El 20 de noviembre de 1975, a muchos niños y niñas nos dieron fiesta. No entendíamos del todo qué significaba la muerte del dictador, pero algo se movía. Aquel día, sin saberlo, empezaba el largo y accidentado camino hacia la democracia. Para quienes nacimos en la clase trabajadora, ese camino no fue una transición suave, sino una lucha constante por derechos que nunca nos fueron regalados.
Vi a mi padre trabajar toda su vida, y al llegar la jubilación, descubrir que muchos de esos años fueron en negro. El patrón había preferido engordar sus beneficios a costa de la cotización de sus empleados. Vi a mi madre limpiar casas sin contrato, hasta que unas personas decentes le firmaron para que pudiera hacerse autónoma. Vi a ambos sobrevivir al cáncer gracias a una sanidad pública que hoy muchos desprecian sin saber lo que costó conquistarla. Vi a mis hijas estudiar en la educación pública sin que eso supusiera hipotecar nuestra vida.
Todo eso (la sanidad, la educación, la posibilidad de cotizar, de organizarse, de votar, de disentir) lo hemos tenido gracias a la democracia. No a una democracia perfecta, pero sí a una que nos permitió avanzar desde la oscuridad franquista hacia una sociedad con derechos. Y sin embargo, hoy, miles de personas reniegan de ella. Sueñan con el supuesto “orden” del franquismo, ignorando que ese orden era silencio, represión, censura, tortura, privilegios para unos pocos y miedo para muchos.

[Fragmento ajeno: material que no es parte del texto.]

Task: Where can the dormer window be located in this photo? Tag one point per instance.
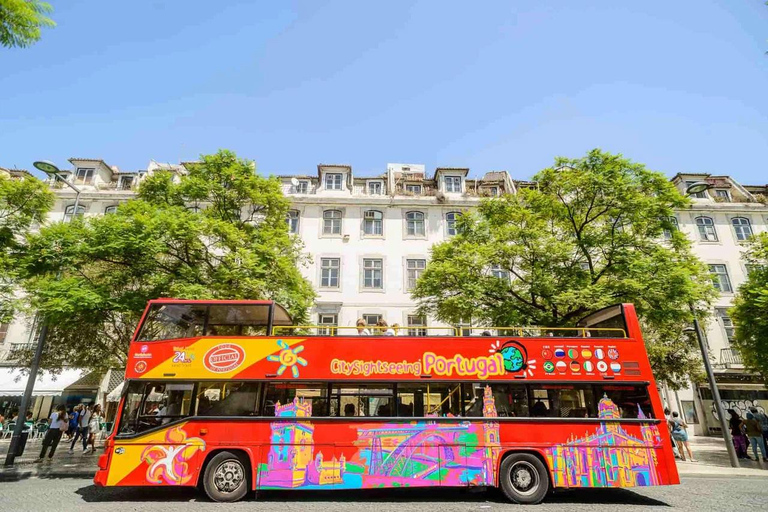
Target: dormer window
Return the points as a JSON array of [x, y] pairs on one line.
[[333, 180], [723, 194], [413, 189], [453, 184], [126, 182], [84, 176], [375, 188], [698, 195]]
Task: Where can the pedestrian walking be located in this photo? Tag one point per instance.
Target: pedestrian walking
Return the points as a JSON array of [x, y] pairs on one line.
[[668, 416], [736, 424], [755, 435], [83, 420], [94, 427], [762, 418], [59, 425], [680, 436]]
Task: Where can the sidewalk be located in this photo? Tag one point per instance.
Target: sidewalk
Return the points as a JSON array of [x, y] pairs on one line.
[[63, 464], [713, 459]]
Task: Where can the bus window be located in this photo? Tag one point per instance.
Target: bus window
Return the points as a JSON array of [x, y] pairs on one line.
[[510, 400], [173, 321], [238, 320], [362, 400], [562, 401], [428, 399], [314, 393], [227, 398], [627, 399], [152, 404]]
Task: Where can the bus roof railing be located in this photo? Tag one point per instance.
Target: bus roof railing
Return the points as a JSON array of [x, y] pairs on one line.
[[424, 330]]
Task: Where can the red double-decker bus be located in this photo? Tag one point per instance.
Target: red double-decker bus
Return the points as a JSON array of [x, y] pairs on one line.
[[227, 396]]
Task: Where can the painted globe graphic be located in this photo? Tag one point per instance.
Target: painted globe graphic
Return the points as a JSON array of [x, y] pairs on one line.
[[513, 358]]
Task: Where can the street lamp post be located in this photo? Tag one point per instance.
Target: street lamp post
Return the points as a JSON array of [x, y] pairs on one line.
[[51, 170], [696, 188]]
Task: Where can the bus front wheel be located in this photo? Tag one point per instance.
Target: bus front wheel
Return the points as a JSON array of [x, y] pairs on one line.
[[523, 478], [225, 478]]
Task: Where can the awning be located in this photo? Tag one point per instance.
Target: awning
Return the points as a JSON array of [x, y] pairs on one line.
[[13, 382], [114, 395]]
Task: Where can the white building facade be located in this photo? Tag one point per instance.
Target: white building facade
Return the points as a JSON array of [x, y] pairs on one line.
[[369, 240]]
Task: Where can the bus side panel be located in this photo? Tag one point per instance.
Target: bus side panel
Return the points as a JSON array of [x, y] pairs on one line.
[[170, 456]]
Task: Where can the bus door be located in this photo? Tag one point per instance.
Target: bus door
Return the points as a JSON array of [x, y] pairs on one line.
[[154, 446]]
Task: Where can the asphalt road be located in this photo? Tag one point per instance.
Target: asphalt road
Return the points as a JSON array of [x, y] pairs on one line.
[[695, 494]]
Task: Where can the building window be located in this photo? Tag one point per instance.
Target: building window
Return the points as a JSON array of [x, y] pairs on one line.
[[373, 273], [699, 195], [329, 272], [675, 227], [450, 223], [69, 210], [720, 278], [333, 181], [126, 183], [706, 227], [327, 319], [293, 221], [413, 271], [414, 322], [742, 228], [453, 184], [413, 189], [725, 320], [84, 176], [499, 273], [332, 222], [373, 223], [723, 194], [414, 224]]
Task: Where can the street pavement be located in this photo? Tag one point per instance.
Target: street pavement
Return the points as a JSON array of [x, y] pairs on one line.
[[710, 484], [697, 493]]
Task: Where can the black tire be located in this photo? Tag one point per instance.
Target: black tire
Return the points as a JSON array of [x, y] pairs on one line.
[[523, 478], [226, 477]]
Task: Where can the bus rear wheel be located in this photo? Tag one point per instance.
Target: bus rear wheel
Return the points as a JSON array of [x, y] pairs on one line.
[[225, 478], [523, 478]]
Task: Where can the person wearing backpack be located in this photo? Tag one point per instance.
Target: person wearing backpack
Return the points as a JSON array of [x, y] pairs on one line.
[[680, 436]]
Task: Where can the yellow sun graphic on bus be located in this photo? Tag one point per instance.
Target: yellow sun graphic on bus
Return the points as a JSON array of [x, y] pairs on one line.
[[288, 358]]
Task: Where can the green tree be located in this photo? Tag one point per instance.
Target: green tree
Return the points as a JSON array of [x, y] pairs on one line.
[[23, 201], [750, 310], [588, 235], [21, 21], [218, 232]]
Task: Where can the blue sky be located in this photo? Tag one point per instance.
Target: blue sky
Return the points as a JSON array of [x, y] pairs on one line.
[[681, 86]]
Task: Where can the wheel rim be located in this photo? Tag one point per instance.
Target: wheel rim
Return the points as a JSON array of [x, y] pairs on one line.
[[228, 476], [524, 478]]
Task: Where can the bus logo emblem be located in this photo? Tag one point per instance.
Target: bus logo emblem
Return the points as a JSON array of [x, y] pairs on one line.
[[224, 358]]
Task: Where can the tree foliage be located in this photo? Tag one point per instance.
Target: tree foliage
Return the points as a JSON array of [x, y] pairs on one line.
[[218, 232], [588, 235], [23, 201], [21, 21], [750, 310]]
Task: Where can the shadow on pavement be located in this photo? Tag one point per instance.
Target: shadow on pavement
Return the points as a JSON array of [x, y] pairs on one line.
[[92, 493]]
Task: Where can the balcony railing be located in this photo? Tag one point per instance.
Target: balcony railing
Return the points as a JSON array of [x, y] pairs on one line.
[[730, 357]]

La nostalgia franquista que hoy se exhibe con banderas y símbolos no es inocente. Es el síntoma de una historia mal contada, de una memoria manipulada por quienes siempre han querido que el pueblo sea ignorante, dócil, manejable. Por eso, a quienes lucen con orgullo necio esos símbolos, les digo: lean, estudien, piensen. Porque si no lo hacen, serán víctimas de esa otra historia que nos quieren imponer los de siempre: los poderosos, los que nunca han dejado de mandar.
Yo fui consciente desde niño de que éramos clase trabajadora. Me afilié a un partido de izquierdas y desde entonces he luchado por lo que creo: la causa de la clase obrera: la igualdad real, la libertad real no solo como discurso y la justicia social como eje que vertebre la sociedad. No por nostalgia, sino por justicia. Porque cada derecho que hoy disfrutamos fue arrancado con esfuerzo, con huelgas, con lágrimas, con vidas. Y porque si no defendemos esa memoria, si no la transmitimos, si no la gritamos, volverán a arrebatárnosla.

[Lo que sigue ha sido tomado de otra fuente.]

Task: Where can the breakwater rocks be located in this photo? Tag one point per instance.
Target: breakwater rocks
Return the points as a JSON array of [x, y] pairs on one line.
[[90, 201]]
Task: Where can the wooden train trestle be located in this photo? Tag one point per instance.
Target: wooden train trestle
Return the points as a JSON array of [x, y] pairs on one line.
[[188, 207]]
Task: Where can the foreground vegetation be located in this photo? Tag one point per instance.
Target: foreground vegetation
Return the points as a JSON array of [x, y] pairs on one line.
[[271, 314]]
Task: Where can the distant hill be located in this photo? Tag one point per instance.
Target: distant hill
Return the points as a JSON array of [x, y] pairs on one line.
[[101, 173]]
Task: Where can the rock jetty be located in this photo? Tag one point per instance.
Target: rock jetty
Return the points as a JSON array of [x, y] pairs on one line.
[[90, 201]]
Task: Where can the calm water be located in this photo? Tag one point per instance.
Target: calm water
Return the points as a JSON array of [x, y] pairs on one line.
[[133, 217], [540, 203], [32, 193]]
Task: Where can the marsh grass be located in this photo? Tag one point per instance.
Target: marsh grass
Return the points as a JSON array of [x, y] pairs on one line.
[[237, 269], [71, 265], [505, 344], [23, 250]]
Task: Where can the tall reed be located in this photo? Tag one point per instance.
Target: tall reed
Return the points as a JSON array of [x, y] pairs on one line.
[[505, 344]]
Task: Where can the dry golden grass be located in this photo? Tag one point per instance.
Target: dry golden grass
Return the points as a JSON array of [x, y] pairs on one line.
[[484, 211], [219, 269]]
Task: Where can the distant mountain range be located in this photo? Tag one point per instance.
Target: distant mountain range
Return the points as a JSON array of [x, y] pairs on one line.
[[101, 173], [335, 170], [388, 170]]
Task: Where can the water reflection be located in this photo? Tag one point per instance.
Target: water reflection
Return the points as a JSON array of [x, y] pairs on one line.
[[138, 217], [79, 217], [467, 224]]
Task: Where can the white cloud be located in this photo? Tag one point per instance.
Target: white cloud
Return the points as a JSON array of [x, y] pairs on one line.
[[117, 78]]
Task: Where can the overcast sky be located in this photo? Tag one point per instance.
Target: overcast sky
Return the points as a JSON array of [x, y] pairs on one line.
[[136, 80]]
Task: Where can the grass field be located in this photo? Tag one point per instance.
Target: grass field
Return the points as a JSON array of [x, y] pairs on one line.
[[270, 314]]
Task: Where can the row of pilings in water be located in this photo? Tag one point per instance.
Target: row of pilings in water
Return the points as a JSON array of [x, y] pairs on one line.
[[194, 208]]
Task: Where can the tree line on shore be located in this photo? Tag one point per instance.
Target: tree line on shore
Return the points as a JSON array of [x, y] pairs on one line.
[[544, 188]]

Hoy, hablar de la clase trabajadora parece una bajeza, cuando durante décadas fue un motivo de orgullo. Se impone una cultura que nos empuja a aparentar lo que no somos ni seremos, a disimular nuestros orígenes como si fueran una carga. Pero si alguien nacido en una familia obrera ha prosperado y hoy vive con dignidad o incluso con cierta comodidad, no ha sido por arte de magia ni solo por méritos individuales: ha sido gracias a la democracia que construimos con renuncias, con huelgas, con lucha en las calles, en las aulas y en las fábricas.

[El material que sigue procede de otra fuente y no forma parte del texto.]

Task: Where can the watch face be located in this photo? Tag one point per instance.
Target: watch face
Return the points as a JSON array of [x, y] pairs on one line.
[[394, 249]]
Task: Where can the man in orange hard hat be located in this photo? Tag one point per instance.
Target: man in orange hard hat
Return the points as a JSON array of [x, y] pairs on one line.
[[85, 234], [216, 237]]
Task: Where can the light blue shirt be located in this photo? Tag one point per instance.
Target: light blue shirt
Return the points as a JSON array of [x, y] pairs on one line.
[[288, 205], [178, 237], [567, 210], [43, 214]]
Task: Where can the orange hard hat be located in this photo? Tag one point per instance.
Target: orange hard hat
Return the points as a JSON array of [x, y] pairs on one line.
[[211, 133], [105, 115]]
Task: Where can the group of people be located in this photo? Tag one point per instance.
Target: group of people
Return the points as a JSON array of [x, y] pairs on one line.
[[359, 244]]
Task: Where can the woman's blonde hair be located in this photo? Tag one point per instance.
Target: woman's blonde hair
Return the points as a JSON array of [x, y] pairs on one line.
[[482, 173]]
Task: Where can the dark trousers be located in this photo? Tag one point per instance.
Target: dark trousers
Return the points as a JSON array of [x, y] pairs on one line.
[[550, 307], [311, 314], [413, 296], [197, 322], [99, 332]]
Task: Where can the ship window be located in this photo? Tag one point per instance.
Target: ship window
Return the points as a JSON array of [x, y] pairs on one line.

Podremos vivir mejor, sí. Pero si no luchamos por una democracia más justa, más profunda, más comprometida con nuestros orígenes, nuestros hijos vivirán no solo peor, sino como víctimas de un sistema que solo los quiere como carne de cañón: obedientes, endeudados, desmemoriados.
Hoy, 20 de noviembre, hablemos con nuestros hijos del franquismo. Hagámoslo sin rencor, pero también sin olvido. Porque la memoria no es venganza: es dignidad y justicia. Y si no lo vivimos (como es mi caso) aprendamos de la historia, escuchemos a quienes sí lo vivieron, leamos, contrastemos, pensemos. Porque los mismos que hoy ondean banderas con nostalgia autoritaria son, los herederos de quienes en lugar de derechos ofrecían limosnas, de quienes confundían obediencia con paz y represión con orden. Porque una democracia sin memoria será siempre una democracia frágil, vulnerable al canto de sirena de los que prefieren súbditos a ciudadanos.